The best music George D. Henderson produces is done in the moment, on the fly, on the edge, imperfect, unfinished. That makes sense for someone whose lifelong aesthetic – whether by choice or, more often, by force of circumstance, has been about capturing the essential spark of music creation over creating a glossy audiophile music commodity.
That frustrates some of those who appreciate his art. As notorious NZ music critic curmudgeon Gay Steel once wrote of an album he liked by Henderson’s long-time band The Puddle. “I wish, however, [the] budget extended to a producer, and rehearsal time, and someone to sweat over the arrangements.”

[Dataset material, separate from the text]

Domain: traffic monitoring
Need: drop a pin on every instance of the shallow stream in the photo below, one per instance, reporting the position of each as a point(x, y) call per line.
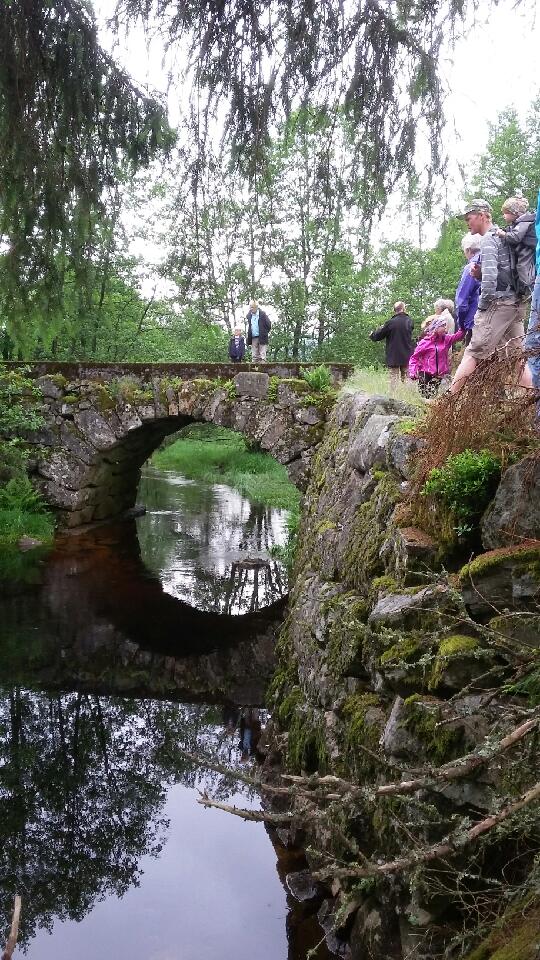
point(134, 650)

For the perpetual outsider of NZ rock, his recordings – as The Spies, The And Band, The Puddle and now The New Existentialists – have usually been made under various financial, physical, practical and temporal constraints and exist as the product of their circumstances. Fittingly, that is also the theme of this song “Didn’t Have Time”…
In 1991 Bruce Russell (The Dead C/ Xpressway Records) explained in a review in NZ music weekly Rip It Up: “While his career may be largely unknown to the majority of even those well informed insiders reading these pages, the fact is that since the mid-70s George Henderson (poet, nutritional theorist, connoisseur of the esoteric) has been constantly engaged in an obscure but utterly uncompromising investigation-cum-pilgrimage through the ‘secret’ side of music, thought and the fine arts in this country. The most obvious expression of this has been in music… Though all too often better appreciated by other musicians than by the public, George’s music is at heart pop. Those who snapped up The Puddle’s 1986 EP “Pop Lib” will know that he has few peers in NZ for a catchy melody or an incisively pithy lyric, as well as a unique guitar style and a talent for off-the-wall arrangements.”
Henderson, now in his 60’s, and making music for over 45 years, is still questing for esoteric knowledge like a curious child trying to understand the universe and his place in it. In the process he’s still finding new corners to turn and ideas to explore in his lifetime “investigation-cum-pilgrimage through the ‘secret’ side of music” and in the process still creating weird and wonky and wonderful literate pop and rock music.